How to run the ‘:sort u’ command in Vim on a CSV table, but only use the values in a particular column as sorting keys?
Since it is not possible to achieve the transformation in question in
one run of the :sort
command, let us approach it as a two-step process.
1. The first step is sorting lines by the values of the second column
(separated from the first one by a comma). In order to do that, we can
use the :sort
command, passing a regular expression that matches the
first column and the following comma:
:sort/^[^,]*,/
As :sort
compares the text starting just after the match of the
specified pattern on each line, it gives us the desired sorting
behavior. To compare the values numerically rather than
lexicographically, use the n
flag:
:sort n/^[^,]*,/
2. The second step involves running through the sorted lines and removing
all lines but one in every block of consecutive lines with the same
value in the second column. It is convenient to build our implementation
upon the :global
command, which executes a given Ex command on every
line matching a certain pattern.

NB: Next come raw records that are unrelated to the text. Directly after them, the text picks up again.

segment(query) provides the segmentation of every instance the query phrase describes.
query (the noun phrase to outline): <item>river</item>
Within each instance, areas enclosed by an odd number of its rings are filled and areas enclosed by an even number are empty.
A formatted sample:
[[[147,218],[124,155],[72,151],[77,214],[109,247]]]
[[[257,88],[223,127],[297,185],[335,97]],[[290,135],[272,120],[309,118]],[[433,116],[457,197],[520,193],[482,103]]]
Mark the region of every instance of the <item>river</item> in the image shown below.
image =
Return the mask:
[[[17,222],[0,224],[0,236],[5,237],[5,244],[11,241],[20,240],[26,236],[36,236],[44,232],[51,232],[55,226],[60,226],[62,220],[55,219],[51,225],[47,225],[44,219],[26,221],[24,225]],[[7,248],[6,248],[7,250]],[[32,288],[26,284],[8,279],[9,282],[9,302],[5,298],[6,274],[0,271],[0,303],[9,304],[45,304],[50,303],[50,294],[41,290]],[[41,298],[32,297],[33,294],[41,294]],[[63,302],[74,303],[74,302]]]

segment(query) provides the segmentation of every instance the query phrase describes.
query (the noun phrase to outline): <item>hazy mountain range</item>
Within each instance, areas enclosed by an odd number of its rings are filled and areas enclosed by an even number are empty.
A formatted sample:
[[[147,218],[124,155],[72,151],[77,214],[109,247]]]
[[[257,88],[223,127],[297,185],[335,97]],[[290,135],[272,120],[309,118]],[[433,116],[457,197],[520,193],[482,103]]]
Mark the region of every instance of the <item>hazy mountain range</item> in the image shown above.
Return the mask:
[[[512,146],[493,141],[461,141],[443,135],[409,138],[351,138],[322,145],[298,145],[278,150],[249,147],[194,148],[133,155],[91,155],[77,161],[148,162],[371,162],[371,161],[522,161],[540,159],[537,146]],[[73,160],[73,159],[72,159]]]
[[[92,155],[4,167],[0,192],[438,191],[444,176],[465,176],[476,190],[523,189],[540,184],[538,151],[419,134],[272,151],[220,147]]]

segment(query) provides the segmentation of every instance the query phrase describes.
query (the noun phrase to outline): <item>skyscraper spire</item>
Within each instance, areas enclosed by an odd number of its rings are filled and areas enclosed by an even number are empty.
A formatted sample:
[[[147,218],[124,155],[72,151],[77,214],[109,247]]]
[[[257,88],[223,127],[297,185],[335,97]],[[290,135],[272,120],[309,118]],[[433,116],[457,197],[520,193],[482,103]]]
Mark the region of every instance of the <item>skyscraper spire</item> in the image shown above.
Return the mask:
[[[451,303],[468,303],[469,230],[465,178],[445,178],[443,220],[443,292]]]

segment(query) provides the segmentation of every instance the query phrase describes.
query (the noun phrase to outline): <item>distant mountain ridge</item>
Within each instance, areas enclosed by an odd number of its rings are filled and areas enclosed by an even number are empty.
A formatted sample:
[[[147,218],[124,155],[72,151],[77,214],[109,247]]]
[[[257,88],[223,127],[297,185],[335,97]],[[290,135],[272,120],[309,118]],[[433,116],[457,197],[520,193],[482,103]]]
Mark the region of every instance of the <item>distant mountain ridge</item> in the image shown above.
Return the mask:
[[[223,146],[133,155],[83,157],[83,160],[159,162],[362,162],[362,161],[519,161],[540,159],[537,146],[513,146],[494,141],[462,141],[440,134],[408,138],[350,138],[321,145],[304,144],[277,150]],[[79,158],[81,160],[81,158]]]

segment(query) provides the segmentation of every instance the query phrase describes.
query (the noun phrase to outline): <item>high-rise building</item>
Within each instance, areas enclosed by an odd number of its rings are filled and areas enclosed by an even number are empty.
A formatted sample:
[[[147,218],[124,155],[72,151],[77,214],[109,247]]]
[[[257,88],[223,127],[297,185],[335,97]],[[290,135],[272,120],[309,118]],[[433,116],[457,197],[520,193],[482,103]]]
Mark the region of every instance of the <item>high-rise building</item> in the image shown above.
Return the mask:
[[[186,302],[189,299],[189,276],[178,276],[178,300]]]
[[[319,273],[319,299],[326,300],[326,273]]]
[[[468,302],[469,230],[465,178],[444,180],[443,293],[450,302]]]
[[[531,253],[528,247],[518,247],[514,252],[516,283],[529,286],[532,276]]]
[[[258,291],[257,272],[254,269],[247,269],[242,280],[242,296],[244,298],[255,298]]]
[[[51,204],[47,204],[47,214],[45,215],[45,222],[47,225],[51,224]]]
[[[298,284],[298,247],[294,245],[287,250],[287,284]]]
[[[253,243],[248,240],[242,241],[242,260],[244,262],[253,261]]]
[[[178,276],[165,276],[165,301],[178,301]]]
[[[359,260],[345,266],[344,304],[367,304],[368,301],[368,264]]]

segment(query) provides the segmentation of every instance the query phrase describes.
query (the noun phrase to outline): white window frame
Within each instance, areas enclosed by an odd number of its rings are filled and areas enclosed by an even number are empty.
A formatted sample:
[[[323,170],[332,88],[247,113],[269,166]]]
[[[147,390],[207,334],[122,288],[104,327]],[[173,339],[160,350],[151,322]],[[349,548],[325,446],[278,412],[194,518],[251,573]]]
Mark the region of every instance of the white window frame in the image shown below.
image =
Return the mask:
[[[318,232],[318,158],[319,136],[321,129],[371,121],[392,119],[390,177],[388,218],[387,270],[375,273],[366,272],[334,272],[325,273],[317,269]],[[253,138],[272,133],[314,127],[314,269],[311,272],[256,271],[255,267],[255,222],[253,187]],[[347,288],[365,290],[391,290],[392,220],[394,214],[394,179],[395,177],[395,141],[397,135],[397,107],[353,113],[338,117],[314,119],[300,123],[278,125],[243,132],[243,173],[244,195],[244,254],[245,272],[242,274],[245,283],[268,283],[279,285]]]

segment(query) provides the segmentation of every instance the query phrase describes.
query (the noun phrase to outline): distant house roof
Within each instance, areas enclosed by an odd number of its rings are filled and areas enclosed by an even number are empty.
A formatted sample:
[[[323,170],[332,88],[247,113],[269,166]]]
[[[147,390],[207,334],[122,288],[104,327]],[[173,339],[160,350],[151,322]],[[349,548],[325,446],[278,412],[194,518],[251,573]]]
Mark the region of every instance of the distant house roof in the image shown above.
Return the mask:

For our purposes, a line can be
deleted if it contains the same value in the second column as the
following line. This formalization—accompanied with the initial
assumption that commas cannot occur within column values—gives us
the following pattern:
^[^,]*,\([^,]*\),.*\n[^,]*,\1,.*
If we run the :delete
command on every line that satisfies this
pattern, going from top to bottom over them in sorted order, we will
have only a single line for every distinct value in the second column:
:g/^[^,]*,\([^,]*\),.*\n[^,]*,\1,.*/d_
3. Finally, both of the steps can be combined in a single Ex command:
:sort/^[^,]*,/|g/^[^,]*,\([^,]*\),.*\n[^,]*,\1,.*/d_